Jadwal laga pamungkas melawan Timnas Jepang U-17 dijadwalkan pada Selasa, 12 Mei 2026, pukul 23.00 WIB (19.00 waktu setempat) di King Abdullah Sports City Training Stadium, Jeddah, Arab Saudi. Pertandingan dapat disaksikan secara langsung melalui RCTI serta streaming live di Vision+. Kemenangan menjadi satu‑satu keharusan; hasil imbang atau kekalahan akan menutup peluang Indonesia melaju ke perempat final.
Situasi Klasemen Grup B
| Tim | Poin | Selisih Gol |
|---|---|---|
| Jepang | 6 | +3 |
| Qatar | 3 | 0 |
| Indonesia | 3 | -1 |
| China | 0 | -2 |
Jepang sudah mengamankan dua kemenangan melawan Qatar (3-1) dan China (2-1), sehingga berada di puncak grup. Qatar menempati posisi kedua berkat selisih gol yang lebih baik dan head‑to‑head melawan Indonesia. China masih tanpa poin dan menjadi juru kunci dalam perhitungan bila berhasil mengalahkan Qatar pada hari yang sama.
Analisis Pertandingan Sebelumnya
- Indonesia vs China (1-0): Gol tunggal dicetak oleh Mathew Baker pada menit ke‑23 setelah serangan balik cepat.
- Indonesia vs Qatar (0-2): Qatar membuka keunggulan melalui Ayokunle Tokode pada menit ke‑56, diikuti gol kedua oleh Dhiaeddine Benyatla sepuluh menit kemudian. Indonesia gagal memanfaatkan penalti pada menit ke‑14 karena tendangan Mathew Baker diblokir kiper Qatar, Made Arbi.
Penampilan lini pertahanan Indonesia cukup disiplin, namun kurang efektif dalam mengonversi peluang menjadi gol. Sementara itu, Qatar menampilkan agresivitas tinggi dan kemampuan menembus pertahanan lawan.
Strategi Pelatih Kurniawan Dwi Yulianto
Pelatih Kurniawan menekankan pentingnya menahan serangan cepat Jepang serta memanfaatkan serangan balik. Ia menginstruksikan pemain sayap untuk mempercepat transisi bola dan menciptakan ruang bagi penyerang tengah. Di sisi lain, lini tengah diminta meningkatkan tekanan pada penguasaan bola Jepang, yang dikenal dengan pola permainan cepat dan rapi.

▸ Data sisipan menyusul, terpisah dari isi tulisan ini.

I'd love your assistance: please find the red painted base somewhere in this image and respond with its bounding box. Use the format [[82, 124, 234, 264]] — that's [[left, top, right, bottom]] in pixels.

Dalam sesi latihan terakhir, Kurniawan menekankan latihan set‑piece, terutama tendangan bebas dan penalti, mengingat Indonesia pernah kehilangan peluang penalti melawan Qatar.
Harapan Suporter dan Dampak Finansial
Suporter Garuda Muda diharapkan memberikan dukungan moral melalui media sosial dan forum online. Meskipun pertandingan tidak dihadiri penonton langsung karena kebijakan stadion, suara sorak sorai virtual diharapkan meningkatkan semangat pemain.
Jika Indonesia gagal melaju, dampak finansial bagi PSSI dapat berkurang, sementara negara-negara lain di zona ASEAN, termasuk Laos, diprediksi akan menerima bonus tambahan dari sponsor regional yang mengalokasikan dana ratusan juta rupiah bagi tim yang berhasil melaju ke fase berikutnya. Bonus tersebut menjadi insentif bagi federasi ASEAN untuk meningkatkan kompetisi di tingkat junior.
Dengan tekanan tinggi, pertandingan melawan Jepang menjadi ujian akhir. Semua mata tertuju pada Mathew Baker, yang diharapkan menjadi penentu dalam menyerang, serta kiper Made Arbi yang harus digagalkan. Jika Indonesia mampu mencetak satu gol dan menahan serangan Jepang, peluang melaju ke perempat final tetap terbuka, asalkan China berhasil mengalahkan Qatar.
Berita ini akan terus diperbarui menjelang pertandingan, dengan analisis taktik, perkiraan susunan pemain, dan update kondisi fisik pemain muda Indonesia.